Customers come into the bakery at a steady pace, each of them ordering their favorites and chatting briefly with the baker. The bread and pastries fly off the shelves. Morin has amassed a faithful following, which allowed him to keep the bakery open during recent challenging times. People come from all over Montana and even Wyoming for a bit of French charm and a great loaf of bread. And if this wasn't enough to prove the bakery's success, in May 2020, the prestigious Food & Wine Magazine included Le Fournil in the top 100 best artisanal bakeries in the country. A welcome surprise that brought well-deserved recognition in a year that has been less than auspicious for small businesses everywhere. Relentless and always creative, Morin has found other avenues to distribute his baked products. He now provides bread for Sophie's Kitchen on the West End and via Yellowstone Valley Food Hub - an online substitute for the farmers' market that connects the community with small local producers.
Living in Montana has the wonderful benefit of abundant outdoor recreational options. François Morin takes full advantage of them whenever he can take time away from the bakery. He enjoys hiking, cycling, and traveling around the state during the warm season. Whenever his entire family gets together (he and Marmee have three grown children currently living out of state), they take a trip to Bighorn Canyon, its quiet beauty a welcome respite from the stress of everyday life.
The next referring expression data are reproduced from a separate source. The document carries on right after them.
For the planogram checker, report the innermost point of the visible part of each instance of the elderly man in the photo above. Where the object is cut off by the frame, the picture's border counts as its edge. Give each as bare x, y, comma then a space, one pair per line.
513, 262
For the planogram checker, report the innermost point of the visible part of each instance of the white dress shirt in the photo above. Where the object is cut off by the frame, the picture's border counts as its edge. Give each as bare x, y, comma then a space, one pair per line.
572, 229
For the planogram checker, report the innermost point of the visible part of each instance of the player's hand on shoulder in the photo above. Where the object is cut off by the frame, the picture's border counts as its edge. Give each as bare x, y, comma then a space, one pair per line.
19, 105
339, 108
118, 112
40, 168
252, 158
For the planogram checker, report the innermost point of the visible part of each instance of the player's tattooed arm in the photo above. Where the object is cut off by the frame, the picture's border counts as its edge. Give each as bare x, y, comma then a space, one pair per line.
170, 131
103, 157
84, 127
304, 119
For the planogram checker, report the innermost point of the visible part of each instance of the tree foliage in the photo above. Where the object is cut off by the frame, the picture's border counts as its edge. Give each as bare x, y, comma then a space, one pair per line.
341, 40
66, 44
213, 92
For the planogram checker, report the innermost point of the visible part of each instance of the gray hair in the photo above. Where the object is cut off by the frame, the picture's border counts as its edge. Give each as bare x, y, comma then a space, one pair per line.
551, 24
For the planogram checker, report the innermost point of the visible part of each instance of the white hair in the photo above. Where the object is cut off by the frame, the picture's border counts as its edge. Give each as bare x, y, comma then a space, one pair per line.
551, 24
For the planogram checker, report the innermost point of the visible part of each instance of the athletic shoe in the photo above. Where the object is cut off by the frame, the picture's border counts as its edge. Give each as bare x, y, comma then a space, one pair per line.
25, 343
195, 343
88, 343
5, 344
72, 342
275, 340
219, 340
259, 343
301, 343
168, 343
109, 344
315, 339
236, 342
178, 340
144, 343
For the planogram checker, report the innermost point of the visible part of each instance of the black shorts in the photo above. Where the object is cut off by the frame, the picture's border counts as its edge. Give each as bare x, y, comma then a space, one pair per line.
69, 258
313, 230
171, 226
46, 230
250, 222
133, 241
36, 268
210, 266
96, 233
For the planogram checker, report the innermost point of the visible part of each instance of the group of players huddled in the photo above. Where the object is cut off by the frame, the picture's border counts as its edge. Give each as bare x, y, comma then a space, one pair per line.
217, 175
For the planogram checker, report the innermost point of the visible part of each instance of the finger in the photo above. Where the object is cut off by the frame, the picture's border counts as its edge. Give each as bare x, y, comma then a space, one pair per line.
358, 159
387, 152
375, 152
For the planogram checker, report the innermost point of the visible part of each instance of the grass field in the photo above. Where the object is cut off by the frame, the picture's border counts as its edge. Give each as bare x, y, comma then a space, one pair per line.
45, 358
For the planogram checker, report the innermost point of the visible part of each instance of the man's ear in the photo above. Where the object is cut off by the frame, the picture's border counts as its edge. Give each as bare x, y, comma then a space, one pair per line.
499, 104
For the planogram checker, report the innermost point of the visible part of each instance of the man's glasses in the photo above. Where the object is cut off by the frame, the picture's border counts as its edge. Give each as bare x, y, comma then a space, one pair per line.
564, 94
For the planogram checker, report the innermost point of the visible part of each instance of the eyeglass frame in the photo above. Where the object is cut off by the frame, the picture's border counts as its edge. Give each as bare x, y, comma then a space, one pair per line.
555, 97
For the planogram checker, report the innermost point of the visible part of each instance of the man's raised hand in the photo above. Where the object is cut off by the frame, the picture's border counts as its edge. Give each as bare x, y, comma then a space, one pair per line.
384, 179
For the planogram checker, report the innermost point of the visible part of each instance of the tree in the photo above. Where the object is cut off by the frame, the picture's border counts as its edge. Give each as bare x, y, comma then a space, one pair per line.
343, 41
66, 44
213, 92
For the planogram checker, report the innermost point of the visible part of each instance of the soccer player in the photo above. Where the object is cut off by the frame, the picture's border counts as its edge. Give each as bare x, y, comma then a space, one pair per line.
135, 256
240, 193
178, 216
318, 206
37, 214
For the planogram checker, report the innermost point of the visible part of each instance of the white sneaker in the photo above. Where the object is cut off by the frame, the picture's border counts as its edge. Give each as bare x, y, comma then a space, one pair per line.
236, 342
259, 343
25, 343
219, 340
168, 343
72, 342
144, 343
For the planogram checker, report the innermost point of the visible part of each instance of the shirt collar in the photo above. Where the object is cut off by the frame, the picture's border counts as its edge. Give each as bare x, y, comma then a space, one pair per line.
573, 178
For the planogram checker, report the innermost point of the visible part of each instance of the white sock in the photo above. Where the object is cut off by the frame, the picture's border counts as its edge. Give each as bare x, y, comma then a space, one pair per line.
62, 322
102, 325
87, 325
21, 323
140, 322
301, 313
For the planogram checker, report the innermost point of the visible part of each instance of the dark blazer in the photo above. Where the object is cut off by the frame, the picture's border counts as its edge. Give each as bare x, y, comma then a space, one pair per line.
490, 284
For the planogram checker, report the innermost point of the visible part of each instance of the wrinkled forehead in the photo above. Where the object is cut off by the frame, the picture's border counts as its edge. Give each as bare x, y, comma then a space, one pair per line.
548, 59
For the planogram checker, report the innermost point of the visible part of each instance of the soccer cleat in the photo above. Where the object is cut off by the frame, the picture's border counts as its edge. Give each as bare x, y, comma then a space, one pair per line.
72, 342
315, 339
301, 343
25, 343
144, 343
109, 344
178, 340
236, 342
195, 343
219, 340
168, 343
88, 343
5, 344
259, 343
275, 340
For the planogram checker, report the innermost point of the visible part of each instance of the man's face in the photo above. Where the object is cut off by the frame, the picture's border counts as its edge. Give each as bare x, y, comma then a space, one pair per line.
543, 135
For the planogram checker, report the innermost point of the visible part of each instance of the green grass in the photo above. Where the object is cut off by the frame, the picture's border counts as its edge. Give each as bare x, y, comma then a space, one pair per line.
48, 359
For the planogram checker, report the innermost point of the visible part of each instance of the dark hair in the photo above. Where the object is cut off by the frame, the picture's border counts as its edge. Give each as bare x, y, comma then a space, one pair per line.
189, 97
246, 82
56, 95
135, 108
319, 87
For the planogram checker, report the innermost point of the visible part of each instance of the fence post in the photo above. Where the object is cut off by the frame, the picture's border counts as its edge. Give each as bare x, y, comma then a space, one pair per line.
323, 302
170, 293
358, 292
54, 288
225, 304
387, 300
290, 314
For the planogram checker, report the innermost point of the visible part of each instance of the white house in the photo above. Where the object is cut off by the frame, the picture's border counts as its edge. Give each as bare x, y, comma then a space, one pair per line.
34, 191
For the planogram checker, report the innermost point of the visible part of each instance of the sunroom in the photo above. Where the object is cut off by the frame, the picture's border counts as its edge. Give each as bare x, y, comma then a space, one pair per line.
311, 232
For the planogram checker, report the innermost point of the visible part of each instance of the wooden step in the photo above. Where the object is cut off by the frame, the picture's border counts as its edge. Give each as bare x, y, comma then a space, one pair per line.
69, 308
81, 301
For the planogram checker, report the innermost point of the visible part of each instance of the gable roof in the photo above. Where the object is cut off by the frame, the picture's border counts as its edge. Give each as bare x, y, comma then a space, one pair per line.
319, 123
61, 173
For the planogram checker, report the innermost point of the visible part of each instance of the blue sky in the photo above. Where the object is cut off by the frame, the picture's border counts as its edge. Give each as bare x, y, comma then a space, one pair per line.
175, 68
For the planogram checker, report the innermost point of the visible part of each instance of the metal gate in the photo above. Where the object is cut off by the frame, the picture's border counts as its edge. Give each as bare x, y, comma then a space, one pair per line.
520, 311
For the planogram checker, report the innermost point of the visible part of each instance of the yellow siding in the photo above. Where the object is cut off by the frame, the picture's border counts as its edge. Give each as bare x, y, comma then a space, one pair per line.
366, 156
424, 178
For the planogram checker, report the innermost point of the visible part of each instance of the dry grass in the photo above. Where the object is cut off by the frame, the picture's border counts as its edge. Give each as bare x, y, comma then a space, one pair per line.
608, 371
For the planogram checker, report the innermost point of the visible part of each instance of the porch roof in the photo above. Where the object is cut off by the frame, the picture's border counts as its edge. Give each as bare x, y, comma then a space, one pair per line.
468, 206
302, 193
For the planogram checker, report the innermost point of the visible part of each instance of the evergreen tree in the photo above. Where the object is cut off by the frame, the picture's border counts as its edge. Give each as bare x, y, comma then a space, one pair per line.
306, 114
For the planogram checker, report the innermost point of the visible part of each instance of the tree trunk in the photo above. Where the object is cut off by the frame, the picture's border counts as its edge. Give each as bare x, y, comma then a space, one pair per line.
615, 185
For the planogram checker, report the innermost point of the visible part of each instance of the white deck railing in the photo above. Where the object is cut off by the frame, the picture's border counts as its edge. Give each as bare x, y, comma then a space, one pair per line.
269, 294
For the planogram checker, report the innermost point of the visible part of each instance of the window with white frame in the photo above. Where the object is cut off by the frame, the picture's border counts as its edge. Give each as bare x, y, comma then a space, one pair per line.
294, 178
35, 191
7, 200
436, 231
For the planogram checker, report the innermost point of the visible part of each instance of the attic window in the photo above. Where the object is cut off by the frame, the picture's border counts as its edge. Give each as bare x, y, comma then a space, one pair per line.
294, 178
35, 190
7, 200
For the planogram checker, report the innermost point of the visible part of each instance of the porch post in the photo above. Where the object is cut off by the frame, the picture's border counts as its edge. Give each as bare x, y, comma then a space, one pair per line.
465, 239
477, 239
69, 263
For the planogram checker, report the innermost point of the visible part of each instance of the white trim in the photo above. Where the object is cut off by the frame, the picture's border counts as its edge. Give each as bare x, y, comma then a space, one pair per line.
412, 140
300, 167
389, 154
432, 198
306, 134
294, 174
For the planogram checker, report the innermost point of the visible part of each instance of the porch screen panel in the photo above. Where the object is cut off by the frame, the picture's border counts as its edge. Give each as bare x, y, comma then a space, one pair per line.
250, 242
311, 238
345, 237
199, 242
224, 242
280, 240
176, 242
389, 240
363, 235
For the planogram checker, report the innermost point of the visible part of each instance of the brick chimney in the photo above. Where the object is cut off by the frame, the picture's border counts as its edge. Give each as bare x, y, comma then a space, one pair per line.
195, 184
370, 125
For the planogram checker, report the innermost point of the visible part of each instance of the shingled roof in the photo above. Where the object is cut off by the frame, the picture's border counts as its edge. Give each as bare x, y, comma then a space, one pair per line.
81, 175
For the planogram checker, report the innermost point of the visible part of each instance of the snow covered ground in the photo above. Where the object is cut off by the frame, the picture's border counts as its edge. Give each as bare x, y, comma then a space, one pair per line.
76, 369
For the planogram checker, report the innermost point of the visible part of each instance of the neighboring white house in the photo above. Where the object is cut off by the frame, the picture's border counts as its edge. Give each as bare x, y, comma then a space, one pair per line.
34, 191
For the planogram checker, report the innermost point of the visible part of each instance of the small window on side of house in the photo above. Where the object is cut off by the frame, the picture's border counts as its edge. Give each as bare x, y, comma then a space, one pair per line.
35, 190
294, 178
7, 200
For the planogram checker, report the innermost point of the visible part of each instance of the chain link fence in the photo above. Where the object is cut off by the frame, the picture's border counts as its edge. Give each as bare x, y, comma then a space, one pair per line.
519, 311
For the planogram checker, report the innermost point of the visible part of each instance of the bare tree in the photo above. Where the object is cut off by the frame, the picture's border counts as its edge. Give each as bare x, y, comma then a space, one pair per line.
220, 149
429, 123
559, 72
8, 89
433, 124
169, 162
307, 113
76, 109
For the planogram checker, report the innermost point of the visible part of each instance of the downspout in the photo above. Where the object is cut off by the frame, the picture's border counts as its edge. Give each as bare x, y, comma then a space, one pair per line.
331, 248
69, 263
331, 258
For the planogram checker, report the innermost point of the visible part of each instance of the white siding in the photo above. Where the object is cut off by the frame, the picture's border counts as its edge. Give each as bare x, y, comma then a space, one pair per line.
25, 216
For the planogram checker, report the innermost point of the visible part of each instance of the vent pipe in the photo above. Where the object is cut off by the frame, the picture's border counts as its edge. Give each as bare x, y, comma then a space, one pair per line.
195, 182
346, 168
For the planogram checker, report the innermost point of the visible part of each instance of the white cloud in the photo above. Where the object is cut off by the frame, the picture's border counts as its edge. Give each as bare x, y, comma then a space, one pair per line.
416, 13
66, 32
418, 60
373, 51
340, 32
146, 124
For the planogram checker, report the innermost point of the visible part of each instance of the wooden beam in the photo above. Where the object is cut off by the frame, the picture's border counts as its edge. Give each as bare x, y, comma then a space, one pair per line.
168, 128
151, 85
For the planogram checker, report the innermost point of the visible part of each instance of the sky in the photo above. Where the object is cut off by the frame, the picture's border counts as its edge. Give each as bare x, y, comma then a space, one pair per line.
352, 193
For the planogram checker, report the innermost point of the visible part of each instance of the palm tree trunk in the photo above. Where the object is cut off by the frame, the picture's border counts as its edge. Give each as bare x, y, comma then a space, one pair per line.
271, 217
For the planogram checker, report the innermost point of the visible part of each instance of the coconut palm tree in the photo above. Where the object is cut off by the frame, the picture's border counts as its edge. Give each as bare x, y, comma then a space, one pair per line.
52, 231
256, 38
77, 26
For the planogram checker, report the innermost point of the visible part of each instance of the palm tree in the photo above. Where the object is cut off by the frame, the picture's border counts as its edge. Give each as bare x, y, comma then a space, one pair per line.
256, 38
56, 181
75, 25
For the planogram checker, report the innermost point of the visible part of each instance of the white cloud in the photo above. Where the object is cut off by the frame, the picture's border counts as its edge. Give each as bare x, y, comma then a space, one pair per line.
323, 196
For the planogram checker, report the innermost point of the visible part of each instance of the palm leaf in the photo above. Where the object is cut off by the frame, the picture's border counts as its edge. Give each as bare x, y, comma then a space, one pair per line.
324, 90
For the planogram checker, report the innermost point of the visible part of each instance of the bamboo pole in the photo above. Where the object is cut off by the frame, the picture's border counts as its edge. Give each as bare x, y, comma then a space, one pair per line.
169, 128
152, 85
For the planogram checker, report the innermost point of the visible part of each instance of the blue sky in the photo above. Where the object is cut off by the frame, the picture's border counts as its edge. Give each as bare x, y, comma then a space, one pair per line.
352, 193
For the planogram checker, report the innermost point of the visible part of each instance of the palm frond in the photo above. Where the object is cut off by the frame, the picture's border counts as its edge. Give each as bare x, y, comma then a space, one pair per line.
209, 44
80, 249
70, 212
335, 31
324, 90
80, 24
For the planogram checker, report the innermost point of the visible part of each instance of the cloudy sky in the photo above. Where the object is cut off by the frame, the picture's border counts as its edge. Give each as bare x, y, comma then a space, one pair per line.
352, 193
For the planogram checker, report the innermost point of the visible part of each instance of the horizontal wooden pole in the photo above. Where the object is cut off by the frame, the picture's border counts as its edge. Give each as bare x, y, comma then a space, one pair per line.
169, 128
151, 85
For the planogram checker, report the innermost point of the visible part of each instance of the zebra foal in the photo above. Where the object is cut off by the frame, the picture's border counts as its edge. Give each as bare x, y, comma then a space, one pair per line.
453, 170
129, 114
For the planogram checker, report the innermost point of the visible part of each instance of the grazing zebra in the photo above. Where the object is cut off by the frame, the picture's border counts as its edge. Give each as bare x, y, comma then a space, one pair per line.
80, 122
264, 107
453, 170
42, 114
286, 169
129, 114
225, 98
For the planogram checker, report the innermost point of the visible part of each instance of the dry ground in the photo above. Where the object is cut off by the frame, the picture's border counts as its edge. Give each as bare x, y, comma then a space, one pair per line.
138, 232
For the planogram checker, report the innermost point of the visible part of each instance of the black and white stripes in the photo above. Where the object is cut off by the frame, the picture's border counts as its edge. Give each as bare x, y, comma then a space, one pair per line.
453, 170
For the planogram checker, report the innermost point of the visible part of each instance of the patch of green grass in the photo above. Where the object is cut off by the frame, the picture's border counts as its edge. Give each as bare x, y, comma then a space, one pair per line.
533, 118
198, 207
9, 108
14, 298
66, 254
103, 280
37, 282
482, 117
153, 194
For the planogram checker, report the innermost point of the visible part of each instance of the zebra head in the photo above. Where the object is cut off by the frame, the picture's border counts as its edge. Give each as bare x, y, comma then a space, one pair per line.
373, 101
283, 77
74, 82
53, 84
It is well known that entrepreneurs have a thirst for knowledge and experimenting with new things, which led Morin to take up new hobbies centered around his life as a homeowner. Renovating his home has provided an opportunity to learn new skills like carpentry, painting, and tile work. Not surprising from a man used to working with his hands, after all.
While these shall remain hobbies for the time being, Le Fournil bakery is a mainstay in downtown Billings. With his children away and expressing little interest in following in their father's footsteps, Morin is left to keep the business alive and thriving, which he plans on doing for the foreseeable future.
And we will all be better for it.
Tips from the baker:
- Eat the baguettes while fresh, and do not buy more than you can eat. If you do end up with leftovers, place them in a paper bag, and then wrap them in a kitchen towel. Do not use a plastic bag, as it will make the crust soggy.
- You can freeze loaves and baguettes for two-three weeks. Once thawed, place them in a very hot oven for 30-40 seconds to get the crust crispy again.
- Give day-old baguette a new life by slicing it thinly, rubbing it with fresh garlic and a squirt of olive oil, and broil for 3-4 minutes for a delicious pre-dinner snack.
- Leftover brioche will last for several days, thanks to its high butter content. If it does dry out, you can use it to make excellent “pain perdu," aka French toast.